La última del caballero me honra personalmente. En un reciente artículo de prensa, sostiene que en España nadie, excepto un novelista llamado Benito Pérez Galdós y otro llamado Pérez-Reverte, ha escrito nada sobre la batalla de Trafalgar. Sólo esas dos novelas, dice Kamen, y ningún libro de Historia. «Habrá este año un buen libro académico sobre Trafalgar –dice–, pero se publicará fuera de España». Debería consultar el hispanista los clásicos de Ferrer de Couto, Marliani, Pelayo Alcalá Galiano, Conte Lacave y Lon Romero, por ejemplo. Y si los encuentra desfasados, puede completarlos con el Trafalgar de Cayuela y Pozuelo, Trafalgar y el mundo atlántico de Guimerá, Ramos y Butrón, Trafalgar de Víctor San Juan, Trafalgar de Agustín Rodríguez González, Los navíos de Trafalgar de Mejías Tavero, o la obra monumental, definitiva, La campaña de Trafalgar, del almirante González-Aller. Aparecidos todos antes de la publicación del artículo de Kamen. Mas lo que caiga.
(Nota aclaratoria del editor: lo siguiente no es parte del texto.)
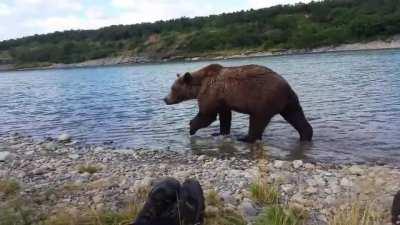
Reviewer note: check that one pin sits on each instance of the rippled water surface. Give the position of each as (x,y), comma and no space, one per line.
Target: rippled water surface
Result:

Para el notorio hispanista anglosajón, todo eso no existe. Y además le parece mal que unos aficionados como Pérez Galdós y el arriba firmante –marcando humildemente las distancias con don Benito, matizo yo– hayamos tocado el asunto. Trafalgar es cosa de historiadores, dice, y no de novelistas. De novelistas españoles, ojo. Pues no pone pegas a novelistas anglosajones como O’Brian, Forester, Alexander Kent o Dudley Pope, que –ellos sí–, rigurosos, veraces, pueden escribir cuanto quieran sobre heroicos marinos ingleses que luchan por su nación –esa la escribe Kamen sin comillas– y por la libertad del mundo frente a españoles cobardes, sucios y crueles a los que, encima, durante los abordajes, siempre les huele el aliento a ajo. A diferencia de las inglesas, tan objetivas siempre, Kamen apunta que en las novelas españolas «los buenos son españoles y malos todos los demás», lo que prueba que no se ha enterado de nada, ni con Galdós ni conmigo. De Cabo Trafalgar critica además «el insólito lenguaje», pero eso es lógico: hasta para un hispanista de campanillas, traducir «inglezehihoslagranputa» tiene su intríngulis.

Así que una sugerencia: siga trincando, disfrute de la sangría y el jabugo, y no me toque los cojones. Don Henry.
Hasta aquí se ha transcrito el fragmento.